Coming into the month, the Braves held an 8-1/2 game lead over the St. Louis Cardinals in the Wild Card standings, posting a record of 80-55 through the seasons first five months.
But September, aside from a few sporadic outings, has been nothing more than frustrating for the Braves, who have seen their once comfortable Wild Card lead dwindle to one game heading into the final three games of the season.
The month began on a positive, as the Braves posted a 5-2 win against the visiting Nationals, but it was just the beginning of a September-to-forget.
After dropping two of three to the visiting Dodgers and losing the season series to L.A. for the first time since 2002, the Braves went into Philadelphia and were swept for the first time of the season, getting outscored 18-5 by their NL East nemesis.
While Atlanta swept the Hurricane Irene doubleheader in New York, they were once again swept, this time by the St.
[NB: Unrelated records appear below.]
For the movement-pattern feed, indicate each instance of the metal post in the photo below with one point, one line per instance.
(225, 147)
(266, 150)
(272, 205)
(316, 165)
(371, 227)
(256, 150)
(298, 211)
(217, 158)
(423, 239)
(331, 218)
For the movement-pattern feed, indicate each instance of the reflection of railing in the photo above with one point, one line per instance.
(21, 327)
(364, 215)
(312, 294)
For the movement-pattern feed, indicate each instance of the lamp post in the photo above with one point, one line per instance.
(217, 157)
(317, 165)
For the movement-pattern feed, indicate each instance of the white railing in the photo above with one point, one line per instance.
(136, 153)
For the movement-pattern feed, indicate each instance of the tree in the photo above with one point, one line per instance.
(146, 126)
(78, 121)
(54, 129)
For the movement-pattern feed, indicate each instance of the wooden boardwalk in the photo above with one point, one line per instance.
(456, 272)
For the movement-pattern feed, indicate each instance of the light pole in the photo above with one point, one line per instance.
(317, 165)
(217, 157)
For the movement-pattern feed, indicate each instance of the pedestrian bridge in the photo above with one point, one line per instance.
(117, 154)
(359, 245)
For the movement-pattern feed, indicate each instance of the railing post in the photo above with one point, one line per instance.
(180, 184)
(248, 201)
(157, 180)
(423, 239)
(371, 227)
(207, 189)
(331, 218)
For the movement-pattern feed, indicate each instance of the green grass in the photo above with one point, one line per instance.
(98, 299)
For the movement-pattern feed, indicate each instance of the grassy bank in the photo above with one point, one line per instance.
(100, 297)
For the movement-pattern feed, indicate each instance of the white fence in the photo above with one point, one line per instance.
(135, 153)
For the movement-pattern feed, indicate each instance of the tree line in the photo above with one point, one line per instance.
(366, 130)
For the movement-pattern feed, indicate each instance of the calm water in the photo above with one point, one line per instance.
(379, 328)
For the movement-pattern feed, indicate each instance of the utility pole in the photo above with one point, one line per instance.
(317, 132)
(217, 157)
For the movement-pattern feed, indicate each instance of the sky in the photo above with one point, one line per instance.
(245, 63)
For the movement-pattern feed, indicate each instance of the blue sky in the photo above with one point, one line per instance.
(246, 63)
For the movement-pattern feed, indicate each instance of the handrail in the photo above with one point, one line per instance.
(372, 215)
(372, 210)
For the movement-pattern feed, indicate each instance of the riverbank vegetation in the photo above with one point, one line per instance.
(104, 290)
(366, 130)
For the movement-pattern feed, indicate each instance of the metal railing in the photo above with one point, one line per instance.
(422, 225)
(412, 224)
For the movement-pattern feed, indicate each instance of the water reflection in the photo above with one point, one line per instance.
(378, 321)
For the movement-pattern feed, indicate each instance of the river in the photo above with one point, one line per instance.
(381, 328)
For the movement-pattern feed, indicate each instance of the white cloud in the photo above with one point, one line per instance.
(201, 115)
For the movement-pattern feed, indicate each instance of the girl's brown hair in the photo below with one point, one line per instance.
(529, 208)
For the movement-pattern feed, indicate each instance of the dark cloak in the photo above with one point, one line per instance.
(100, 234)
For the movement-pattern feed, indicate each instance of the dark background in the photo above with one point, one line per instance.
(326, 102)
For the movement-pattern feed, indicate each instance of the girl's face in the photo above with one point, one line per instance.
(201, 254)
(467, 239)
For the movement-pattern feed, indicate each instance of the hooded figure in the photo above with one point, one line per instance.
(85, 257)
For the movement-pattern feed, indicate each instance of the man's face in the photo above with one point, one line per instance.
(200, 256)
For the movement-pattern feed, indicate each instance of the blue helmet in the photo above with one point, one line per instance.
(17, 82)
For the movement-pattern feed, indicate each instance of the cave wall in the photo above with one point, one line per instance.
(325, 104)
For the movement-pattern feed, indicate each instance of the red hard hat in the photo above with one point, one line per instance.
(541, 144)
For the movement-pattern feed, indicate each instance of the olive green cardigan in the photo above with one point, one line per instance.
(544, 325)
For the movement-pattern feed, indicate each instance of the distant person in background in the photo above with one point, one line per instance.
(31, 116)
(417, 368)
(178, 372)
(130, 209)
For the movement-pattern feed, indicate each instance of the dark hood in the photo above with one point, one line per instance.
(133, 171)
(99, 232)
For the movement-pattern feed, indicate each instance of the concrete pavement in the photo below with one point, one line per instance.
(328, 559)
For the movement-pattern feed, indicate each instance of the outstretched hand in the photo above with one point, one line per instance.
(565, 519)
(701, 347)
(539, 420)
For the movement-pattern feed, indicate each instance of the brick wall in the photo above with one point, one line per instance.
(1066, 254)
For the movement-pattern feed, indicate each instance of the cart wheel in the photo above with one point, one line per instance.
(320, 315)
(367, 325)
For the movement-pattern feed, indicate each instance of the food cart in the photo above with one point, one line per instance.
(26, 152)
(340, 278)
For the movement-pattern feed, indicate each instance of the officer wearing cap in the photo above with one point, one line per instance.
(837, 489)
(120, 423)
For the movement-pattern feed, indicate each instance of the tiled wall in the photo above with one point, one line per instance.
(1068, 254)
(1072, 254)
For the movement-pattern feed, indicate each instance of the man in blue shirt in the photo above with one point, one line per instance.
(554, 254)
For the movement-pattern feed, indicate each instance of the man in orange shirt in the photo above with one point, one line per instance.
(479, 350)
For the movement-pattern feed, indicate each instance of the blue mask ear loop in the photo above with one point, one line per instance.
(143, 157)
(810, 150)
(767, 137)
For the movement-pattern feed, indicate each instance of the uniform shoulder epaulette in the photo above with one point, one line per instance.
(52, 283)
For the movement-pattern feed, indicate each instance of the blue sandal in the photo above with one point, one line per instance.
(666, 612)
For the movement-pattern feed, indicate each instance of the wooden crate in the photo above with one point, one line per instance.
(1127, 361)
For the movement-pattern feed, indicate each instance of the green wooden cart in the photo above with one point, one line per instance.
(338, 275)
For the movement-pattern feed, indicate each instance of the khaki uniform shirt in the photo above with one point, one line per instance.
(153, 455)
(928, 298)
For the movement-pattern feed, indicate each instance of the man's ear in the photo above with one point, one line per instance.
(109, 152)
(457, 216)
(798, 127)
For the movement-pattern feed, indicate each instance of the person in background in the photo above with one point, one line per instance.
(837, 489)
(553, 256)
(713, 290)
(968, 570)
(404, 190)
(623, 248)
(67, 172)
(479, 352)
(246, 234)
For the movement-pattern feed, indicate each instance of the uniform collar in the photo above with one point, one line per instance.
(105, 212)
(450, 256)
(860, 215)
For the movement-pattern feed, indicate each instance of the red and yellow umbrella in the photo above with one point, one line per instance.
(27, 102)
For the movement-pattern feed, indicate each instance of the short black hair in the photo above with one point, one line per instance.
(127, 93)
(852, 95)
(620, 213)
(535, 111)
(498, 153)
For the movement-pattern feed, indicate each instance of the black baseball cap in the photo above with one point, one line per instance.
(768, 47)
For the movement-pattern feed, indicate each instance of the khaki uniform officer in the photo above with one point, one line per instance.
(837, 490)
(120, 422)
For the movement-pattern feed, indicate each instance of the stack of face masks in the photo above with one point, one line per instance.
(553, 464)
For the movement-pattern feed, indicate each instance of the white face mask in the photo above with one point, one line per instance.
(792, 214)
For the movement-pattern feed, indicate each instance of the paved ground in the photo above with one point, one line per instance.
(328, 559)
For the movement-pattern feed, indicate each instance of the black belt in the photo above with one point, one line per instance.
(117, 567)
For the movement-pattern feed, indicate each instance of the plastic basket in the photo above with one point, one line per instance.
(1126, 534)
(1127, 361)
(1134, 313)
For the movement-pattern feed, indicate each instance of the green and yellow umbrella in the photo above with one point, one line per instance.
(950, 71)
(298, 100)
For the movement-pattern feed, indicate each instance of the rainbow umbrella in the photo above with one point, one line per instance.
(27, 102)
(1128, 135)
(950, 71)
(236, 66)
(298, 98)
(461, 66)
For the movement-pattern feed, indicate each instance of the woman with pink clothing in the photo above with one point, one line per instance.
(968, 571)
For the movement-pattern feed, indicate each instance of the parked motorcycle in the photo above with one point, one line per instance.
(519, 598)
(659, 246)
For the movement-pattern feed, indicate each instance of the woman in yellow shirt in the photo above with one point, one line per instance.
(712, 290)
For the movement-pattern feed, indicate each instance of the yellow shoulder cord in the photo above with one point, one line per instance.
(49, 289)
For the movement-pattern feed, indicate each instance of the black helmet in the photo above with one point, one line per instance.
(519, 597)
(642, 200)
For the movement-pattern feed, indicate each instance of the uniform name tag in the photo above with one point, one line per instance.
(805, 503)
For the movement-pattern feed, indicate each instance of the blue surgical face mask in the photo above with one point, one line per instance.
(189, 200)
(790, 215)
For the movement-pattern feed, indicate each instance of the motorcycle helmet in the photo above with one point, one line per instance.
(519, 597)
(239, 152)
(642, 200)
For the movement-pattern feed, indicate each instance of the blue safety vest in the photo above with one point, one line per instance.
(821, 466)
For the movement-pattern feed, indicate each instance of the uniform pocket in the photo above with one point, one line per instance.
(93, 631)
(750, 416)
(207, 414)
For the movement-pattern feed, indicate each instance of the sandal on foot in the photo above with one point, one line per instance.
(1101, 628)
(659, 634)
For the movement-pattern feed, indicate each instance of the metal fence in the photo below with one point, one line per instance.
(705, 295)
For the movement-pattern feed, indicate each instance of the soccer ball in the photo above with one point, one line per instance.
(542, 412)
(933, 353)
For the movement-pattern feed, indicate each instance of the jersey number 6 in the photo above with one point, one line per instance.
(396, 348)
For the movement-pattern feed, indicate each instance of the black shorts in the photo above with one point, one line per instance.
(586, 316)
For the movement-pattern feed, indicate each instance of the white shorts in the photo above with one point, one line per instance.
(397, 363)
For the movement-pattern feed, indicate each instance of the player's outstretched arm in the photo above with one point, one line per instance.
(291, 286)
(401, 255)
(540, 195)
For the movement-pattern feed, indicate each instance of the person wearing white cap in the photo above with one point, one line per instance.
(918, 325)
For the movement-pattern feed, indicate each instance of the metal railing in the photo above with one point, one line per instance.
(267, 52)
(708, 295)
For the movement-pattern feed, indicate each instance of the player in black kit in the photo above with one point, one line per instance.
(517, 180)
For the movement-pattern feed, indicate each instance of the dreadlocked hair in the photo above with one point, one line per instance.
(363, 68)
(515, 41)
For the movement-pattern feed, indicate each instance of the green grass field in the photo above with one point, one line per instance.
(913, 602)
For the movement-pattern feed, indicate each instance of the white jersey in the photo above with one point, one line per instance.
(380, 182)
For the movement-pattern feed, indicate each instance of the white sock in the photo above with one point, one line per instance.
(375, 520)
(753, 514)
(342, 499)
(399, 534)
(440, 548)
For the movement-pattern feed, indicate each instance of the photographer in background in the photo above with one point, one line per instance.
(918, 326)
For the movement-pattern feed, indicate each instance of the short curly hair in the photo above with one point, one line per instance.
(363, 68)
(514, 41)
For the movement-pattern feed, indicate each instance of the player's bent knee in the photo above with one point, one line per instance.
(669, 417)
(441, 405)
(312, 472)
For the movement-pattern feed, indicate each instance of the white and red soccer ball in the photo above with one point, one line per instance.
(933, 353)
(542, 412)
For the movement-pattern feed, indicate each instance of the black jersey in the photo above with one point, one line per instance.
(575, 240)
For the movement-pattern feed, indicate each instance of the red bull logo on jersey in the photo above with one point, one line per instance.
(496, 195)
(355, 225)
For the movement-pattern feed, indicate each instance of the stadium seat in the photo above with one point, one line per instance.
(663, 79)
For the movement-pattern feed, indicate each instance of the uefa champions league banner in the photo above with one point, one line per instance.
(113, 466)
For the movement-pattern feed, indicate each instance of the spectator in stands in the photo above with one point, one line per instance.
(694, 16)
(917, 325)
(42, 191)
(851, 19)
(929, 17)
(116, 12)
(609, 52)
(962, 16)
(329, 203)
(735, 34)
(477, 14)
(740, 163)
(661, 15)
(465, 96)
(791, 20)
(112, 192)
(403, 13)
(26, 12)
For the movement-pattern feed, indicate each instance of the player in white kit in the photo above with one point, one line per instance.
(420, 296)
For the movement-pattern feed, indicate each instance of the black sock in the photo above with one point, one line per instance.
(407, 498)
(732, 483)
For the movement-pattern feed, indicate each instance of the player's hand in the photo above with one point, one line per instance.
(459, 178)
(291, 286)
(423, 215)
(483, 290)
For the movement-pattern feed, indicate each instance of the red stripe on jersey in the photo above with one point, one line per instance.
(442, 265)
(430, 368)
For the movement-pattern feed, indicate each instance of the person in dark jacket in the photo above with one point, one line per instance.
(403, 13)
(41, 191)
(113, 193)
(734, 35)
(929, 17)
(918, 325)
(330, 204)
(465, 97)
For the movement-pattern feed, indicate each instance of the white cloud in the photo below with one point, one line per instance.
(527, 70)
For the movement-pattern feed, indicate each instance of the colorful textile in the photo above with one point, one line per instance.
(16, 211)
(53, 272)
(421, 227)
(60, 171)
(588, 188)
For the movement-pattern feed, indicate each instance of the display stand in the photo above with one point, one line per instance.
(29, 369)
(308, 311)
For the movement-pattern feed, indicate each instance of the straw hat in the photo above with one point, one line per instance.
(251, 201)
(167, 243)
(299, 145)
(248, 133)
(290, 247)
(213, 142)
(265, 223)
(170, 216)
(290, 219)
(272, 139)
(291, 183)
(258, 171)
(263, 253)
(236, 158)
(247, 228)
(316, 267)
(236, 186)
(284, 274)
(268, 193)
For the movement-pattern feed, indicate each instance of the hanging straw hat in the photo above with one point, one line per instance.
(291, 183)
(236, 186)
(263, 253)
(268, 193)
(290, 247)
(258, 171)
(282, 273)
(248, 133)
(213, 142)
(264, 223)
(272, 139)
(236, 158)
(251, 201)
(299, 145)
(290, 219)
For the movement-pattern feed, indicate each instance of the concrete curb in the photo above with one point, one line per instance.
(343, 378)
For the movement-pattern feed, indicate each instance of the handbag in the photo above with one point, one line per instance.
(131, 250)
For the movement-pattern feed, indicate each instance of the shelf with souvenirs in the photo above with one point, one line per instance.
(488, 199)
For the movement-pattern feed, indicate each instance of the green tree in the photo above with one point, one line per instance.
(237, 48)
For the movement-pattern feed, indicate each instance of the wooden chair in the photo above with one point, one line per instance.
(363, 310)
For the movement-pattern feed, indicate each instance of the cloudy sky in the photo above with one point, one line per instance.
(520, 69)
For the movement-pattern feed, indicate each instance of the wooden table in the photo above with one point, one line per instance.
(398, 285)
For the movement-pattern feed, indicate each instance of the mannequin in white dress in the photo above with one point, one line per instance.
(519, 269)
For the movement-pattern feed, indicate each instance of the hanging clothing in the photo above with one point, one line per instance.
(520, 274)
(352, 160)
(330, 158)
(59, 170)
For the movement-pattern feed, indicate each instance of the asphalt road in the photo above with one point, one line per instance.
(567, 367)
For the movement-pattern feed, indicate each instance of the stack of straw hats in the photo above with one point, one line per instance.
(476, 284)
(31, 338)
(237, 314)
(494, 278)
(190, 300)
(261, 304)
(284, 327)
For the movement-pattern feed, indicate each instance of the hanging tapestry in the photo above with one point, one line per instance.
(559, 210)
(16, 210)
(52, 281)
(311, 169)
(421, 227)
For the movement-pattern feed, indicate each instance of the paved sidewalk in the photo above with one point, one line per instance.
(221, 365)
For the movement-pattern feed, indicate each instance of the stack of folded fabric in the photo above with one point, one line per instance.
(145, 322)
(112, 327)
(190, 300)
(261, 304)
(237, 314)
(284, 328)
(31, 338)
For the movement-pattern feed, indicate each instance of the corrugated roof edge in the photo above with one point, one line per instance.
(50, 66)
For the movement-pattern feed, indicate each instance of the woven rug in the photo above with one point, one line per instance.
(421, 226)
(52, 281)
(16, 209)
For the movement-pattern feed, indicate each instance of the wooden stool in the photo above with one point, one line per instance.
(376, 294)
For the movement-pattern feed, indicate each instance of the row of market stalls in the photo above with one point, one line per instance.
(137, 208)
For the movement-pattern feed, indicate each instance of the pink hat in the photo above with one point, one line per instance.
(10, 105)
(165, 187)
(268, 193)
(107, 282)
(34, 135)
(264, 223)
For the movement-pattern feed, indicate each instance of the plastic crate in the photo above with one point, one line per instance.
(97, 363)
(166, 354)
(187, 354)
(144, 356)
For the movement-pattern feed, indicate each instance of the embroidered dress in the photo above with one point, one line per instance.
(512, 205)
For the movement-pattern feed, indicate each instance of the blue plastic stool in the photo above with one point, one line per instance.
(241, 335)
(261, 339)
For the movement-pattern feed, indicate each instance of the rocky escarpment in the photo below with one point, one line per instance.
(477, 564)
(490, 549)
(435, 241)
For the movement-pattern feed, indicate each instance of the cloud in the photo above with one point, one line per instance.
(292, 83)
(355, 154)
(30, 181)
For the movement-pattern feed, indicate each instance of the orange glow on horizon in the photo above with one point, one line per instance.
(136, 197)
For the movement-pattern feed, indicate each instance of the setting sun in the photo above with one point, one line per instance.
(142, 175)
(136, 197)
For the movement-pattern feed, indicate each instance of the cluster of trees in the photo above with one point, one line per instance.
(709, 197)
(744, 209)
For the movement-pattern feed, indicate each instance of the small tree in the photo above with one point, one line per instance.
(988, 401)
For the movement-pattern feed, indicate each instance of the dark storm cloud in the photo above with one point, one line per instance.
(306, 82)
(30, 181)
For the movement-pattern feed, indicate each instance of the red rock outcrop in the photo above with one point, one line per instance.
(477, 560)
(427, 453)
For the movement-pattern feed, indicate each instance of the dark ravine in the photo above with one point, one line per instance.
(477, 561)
Louis Cardinals, as the bullpen began to show its mortality, giving up a late-inning lead in the opener and watching Craig Kimbrel blow his sixth save of the season.
After getting swept, the Braves posted their lone series win of September, taking two of three from the visiting Marlins.
But the very next series, the Mets came into Turner Field and showed the Braves truly how big a role of spoiler other teams can play, as New York took two of three behind a 12-2 win in the Friday night opener.
With nine games remaining on the schedule, the Braves set out for Florida, looking to put a little room between them and the Cardinals.
But the Braves were unable to do so, as Kimbrel once again blew a save in the opener, his second of the month, as the Marlins took two of three from the Braves in the final series between the two teams at Sun Life a.k.a Dolphin Stadium.
Heading into the final road series of the season, Atlanta knew it needed to leave D.C. with at least two wins, but the Braves were turned away, as the Nationals took on the role of spoiler themselves, winning the final two games after Atlanta won the opener and sending the Braves home to Atlanta with a very slim one-game lead in the Wild Card.
In the month of September, the Braves have an 8-15 record and have been shut out three times, while the Cardinals have gone 16-7.
With the pitching staff running thin with injuries and overuse and the lineup failing to produce at key times, can the Braves take two of three against the Phillies in the seasons final series, or will Philadelphia once again frustrate the Braves and douse any chance at a second straight playoff berth?
This Braves fan certainly hopes not, but anything can happen. For now, I will chop & chant and hope that a fire is lit in the clubhouse.
If the Braves and Cardinals finish the season tied atop the Wild Card standings, St. Louis will host a one-game playoff to determine the Wild Card winner.